其余四鬼亦笑歪了嘴,跟着骂道:“老子要红烧的心肝,回去换醉春园小妞们的心肝。”眉眼里的淫秽,言辞里的轻浮,惹得方才出手的白衣男子一阵厌恶,面露狠色。
“住手!”
听得一声呵斥,众人才回过神来,不是华池又有何人。阴山五鬼吓的退后三步,唯有五鬼之大鬼分明不愿退却,满眼的狠辣之色,又将奄奄一息的火鸟踩在足下,“噼啪”的清脆骨折里,听那嘶哑的哀鸣声。
“吼。”华池喉结涌动,不形于色的面孔上露出鲜有的怒意,一声野兽般的怪吼未到,利爪已至,掐着阴山五鬼大鬼的脖颈,硬生生将其提了起来。时至今日,众人才真正醒悟,这世间少有的绝美男子,出手之狠辣亦是世间罕见。

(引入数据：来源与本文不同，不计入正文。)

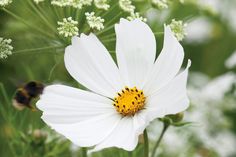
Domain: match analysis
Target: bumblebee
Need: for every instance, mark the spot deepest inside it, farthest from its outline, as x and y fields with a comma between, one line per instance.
x=25, y=94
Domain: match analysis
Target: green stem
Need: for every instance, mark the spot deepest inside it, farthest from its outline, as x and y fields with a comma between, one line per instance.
x=36, y=49
x=84, y=152
x=146, y=144
x=165, y=127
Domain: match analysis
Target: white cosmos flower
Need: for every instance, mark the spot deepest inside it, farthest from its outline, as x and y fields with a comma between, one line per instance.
x=148, y=88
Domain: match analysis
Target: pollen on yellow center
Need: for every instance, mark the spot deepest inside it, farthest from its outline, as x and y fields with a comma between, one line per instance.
x=129, y=101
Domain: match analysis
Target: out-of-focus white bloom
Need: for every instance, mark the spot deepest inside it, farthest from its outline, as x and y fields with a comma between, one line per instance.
x=196, y=34
x=136, y=16
x=124, y=97
x=61, y=3
x=38, y=1
x=178, y=27
x=4, y=3
x=101, y=4
x=74, y=3
x=94, y=22
x=68, y=27
x=231, y=61
x=5, y=48
x=126, y=5
x=83, y=2
x=160, y=4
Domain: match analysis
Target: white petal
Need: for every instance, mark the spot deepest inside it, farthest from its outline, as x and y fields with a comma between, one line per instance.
x=83, y=117
x=135, y=51
x=123, y=136
x=89, y=62
x=170, y=99
x=167, y=64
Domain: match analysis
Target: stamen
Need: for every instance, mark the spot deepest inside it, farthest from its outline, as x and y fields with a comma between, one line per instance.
x=129, y=101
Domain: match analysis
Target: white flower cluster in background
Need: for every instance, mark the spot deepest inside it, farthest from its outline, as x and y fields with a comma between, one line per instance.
x=178, y=27
x=94, y=22
x=5, y=48
x=74, y=3
x=38, y=1
x=101, y=4
x=210, y=126
x=231, y=61
x=68, y=27
x=136, y=16
x=4, y=3
x=160, y=4
x=126, y=5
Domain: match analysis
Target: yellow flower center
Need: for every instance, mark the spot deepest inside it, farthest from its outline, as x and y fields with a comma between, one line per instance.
x=129, y=101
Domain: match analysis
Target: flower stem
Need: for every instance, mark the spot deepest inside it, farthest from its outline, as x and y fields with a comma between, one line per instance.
x=146, y=144
x=165, y=127
x=84, y=152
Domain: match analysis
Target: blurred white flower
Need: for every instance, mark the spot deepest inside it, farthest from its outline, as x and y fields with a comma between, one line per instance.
x=136, y=16
x=178, y=27
x=101, y=4
x=61, y=3
x=68, y=27
x=5, y=48
x=38, y=1
x=231, y=61
x=126, y=5
x=4, y=3
x=83, y=2
x=161, y=4
x=74, y=3
x=94, y=22
x=121, y=101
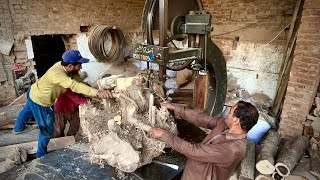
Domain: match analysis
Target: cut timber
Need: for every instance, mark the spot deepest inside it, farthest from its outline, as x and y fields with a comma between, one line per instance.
x=315, y=162
x=117, y=135
x=269, y=148
x=288, y=160
x=54, y=144
x=247, y=164
x=200, y=92
x=302, y=170
x=7, y=126
x=263, y=177
x=277, y=176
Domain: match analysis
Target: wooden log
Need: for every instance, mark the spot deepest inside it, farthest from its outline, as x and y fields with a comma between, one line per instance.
x=315, y=162
x=200, y=92
x=302, y=170
x=277, y=176
x=31, y=147
x=288, y=160
x=247, y=164
x=266, y=157
x=7, y=126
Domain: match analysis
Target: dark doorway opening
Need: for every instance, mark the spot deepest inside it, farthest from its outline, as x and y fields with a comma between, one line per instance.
x=47, y=51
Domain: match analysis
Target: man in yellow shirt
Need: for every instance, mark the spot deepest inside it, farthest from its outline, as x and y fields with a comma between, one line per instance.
x=42, y=94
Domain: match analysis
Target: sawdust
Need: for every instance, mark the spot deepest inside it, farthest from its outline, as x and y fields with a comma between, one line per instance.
x=117, y=128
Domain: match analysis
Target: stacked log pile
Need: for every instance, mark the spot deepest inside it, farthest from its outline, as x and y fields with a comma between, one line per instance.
x=278, y=159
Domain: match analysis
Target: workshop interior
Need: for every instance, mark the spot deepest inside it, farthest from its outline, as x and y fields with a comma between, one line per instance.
x=200, y=54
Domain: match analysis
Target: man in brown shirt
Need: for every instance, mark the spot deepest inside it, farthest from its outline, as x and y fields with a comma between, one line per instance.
x=217, y=156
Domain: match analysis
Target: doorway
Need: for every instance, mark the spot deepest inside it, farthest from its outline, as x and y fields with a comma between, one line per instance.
x=48, y=50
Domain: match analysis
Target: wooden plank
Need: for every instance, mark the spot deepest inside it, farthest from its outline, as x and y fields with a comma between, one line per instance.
x=54, y=144
x=286, y=64
x=200, y=92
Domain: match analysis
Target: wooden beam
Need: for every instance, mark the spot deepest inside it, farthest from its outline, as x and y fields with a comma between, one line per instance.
x=286, y=65
x=269, y=149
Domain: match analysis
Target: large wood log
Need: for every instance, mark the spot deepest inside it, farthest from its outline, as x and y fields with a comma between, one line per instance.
x=247, y=164
x=315, y=162
x=260, y=176
x=266, y=157
x=31, y=147
x=288, y=160
x=277, y=176
x=302, y=170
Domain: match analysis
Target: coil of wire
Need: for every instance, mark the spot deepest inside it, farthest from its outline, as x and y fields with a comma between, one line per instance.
x=107, y=44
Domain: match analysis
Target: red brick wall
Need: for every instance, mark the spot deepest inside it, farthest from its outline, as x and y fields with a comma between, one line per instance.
x=264, y=18
x=21, y=18
x=305, y=72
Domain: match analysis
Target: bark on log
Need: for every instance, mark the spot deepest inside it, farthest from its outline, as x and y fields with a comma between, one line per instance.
x=302, y=170
x=277, y=176
x=266, y=157
x=315, y=162
x=31, y=147
x=260, y=176
x=247, y=164
x=288, y=160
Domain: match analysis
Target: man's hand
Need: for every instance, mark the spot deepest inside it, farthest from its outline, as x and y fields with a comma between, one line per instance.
x=155, y=132
x=104, y=94
x=168, y=105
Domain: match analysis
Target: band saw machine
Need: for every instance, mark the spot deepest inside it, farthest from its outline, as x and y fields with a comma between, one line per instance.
x=184, y=20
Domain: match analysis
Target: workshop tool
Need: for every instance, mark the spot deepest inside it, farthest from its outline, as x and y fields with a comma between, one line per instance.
x=191, y=23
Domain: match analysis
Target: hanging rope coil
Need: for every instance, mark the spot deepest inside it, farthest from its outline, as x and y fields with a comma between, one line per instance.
x=107, y=44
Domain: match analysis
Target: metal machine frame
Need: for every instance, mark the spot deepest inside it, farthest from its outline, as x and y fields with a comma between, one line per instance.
x=196, y=27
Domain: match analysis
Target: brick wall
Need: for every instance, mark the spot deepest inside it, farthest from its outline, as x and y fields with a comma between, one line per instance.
x=22, y=18
x=305, y=72
x=257, y=21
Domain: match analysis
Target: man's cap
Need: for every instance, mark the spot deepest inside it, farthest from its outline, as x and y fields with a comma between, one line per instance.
x=73, y=56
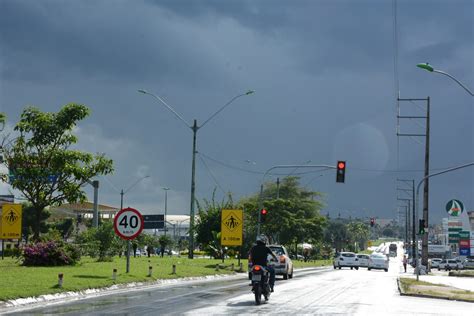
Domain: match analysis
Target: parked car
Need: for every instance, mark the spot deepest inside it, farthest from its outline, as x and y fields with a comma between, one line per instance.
x=469, y=262
x=435, y=262
x=459, y=262
x=363, y=260
x=448, y=264
x=346, y=259
x=378, y=261
x=284, y=266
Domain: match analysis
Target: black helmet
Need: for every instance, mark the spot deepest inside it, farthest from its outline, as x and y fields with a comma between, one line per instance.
x=262, y=239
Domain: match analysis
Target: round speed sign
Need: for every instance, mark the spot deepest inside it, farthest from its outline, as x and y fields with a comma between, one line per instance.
x=128, y=223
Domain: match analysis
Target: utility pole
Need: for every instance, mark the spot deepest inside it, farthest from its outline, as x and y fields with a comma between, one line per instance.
x=424, y=242
x=424, y=248
x=278, y=188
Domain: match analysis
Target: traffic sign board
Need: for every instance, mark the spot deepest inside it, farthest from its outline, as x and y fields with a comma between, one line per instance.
x=231, y=227
x=10, y=221
x=128, y=223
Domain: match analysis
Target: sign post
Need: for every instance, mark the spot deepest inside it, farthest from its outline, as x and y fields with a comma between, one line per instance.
x=231, y=227
x=128, y=224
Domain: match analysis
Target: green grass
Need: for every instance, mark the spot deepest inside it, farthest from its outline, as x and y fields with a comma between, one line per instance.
x=410, y=286
x=19, y=281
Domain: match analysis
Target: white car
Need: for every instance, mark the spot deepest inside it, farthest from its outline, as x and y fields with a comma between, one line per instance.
x=378, y=261
x=346, y=259
x=363, y=260
x=284, y=266
x=435, y=262
x=448, y=264
x=469, y=262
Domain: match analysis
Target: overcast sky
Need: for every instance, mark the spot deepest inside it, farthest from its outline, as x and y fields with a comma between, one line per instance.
x=325, y=90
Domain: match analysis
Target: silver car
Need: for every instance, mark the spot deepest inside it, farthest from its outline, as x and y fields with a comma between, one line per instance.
x=346, y=259
x=435, y=262
x=284, y=266
x=469, y=262
x=448, y=264
x=378, y=261
x=363, y=260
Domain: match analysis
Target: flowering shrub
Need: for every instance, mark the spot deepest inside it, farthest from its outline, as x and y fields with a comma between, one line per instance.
x=51, y=253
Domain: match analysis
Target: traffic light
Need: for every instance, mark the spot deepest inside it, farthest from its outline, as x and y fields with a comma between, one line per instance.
x=341, y=171
x=421, y=227
x=372, y=222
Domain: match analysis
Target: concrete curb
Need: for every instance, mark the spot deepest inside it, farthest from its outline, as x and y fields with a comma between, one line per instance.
x=30, y=302
x=402, y=293
x=16, y=305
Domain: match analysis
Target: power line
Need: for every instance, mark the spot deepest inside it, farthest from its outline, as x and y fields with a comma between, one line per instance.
x=212, y=175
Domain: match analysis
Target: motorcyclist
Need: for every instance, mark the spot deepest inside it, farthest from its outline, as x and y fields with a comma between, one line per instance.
x=259, y=256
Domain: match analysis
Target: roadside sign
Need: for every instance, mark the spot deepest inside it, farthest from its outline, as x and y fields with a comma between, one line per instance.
x=231, y=227
x=11, y=221
x=454, y=207
x=128, y=223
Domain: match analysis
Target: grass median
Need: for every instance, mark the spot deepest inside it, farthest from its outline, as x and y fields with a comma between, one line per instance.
x=412, y=287
x=19, y=281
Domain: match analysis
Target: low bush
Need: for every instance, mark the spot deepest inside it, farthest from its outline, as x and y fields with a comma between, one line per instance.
x=50, y=253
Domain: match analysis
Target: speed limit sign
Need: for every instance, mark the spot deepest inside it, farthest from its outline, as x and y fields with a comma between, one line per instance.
x=128, y=223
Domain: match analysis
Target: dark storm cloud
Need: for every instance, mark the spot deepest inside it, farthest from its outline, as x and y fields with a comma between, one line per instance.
x=45, y=41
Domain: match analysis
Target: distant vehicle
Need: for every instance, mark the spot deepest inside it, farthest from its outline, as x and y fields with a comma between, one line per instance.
x=378, y=261
x=469, y=262
x=459, y=263
x=392, y=250
x=284, y=266
x=448, y=265
x=346, y=259
x=435, y=262
x=363, y=260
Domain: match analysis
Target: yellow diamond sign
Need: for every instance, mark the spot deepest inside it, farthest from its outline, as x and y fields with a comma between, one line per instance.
x=231, y=227
x=10, y=227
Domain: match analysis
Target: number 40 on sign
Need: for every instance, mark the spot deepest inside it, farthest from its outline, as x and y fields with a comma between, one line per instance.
x=128, y=223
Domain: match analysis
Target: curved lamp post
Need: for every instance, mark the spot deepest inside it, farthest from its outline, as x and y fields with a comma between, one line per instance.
x=194, y=128
x=430, y=68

其余四鬼惊得瑟瑟发抖,望着白衣男子古井不波的漠然神色,个个持着手中异宝,却不敢上前一步。华池盯着四人,心头泛出一股莫名的悲凉来,将奄奄一息的大鬼随手丢了出去,又将小鬼手中的方天画戟夺来,耻笑道:“人中吕布,马中赤兔,吕奉先纵然无谋,却是何等的胆识?”
说罢,又将方天画戟随手丢还给他,细细端详起脚下的火鸟来。锦若绸缎的背上,一道深可见骨的碗口大小的伤处,已片片淤青,显得格格不入。翅膀上华丽的翎羽,已无法支撑身躯,血水掺着污秽的尘泥,狼狈不堪。
华池抬了抬狭长的凤眼,只见五人虽心有余悸,却仍贪婪的盯着火鸟的残躯,意犹未尽。华池微微俯身,自火鸟散落一地的羽毛里,拣出五支,破空而去,直直刺向阴山五鬼。
顿时传来五声高亢的惨叫,五人左手竟被羽毛洞穿,劳宫尽破,只怕终生不得舞枪弄棍了。华池一声“滚!”,如雷贯耳,如遭电掣,五道身影在一片静默里消逝在洞穴转角,只留下几道怨毒的眼神,夹着痛苦,深入骨髓。
华池亦是瞧见了,却默不作声,从漓儿被害、家族被灭那天起,他已不信什么善恶,因果,报应,天谴。若他足以窥视圣人之境,方圆百里,一息可知,又怎会失去至亲,失去至爱。从那日起,这绝色倾城的妖艳男子,变得亦正亦邪,言行孤僻,更为神秘。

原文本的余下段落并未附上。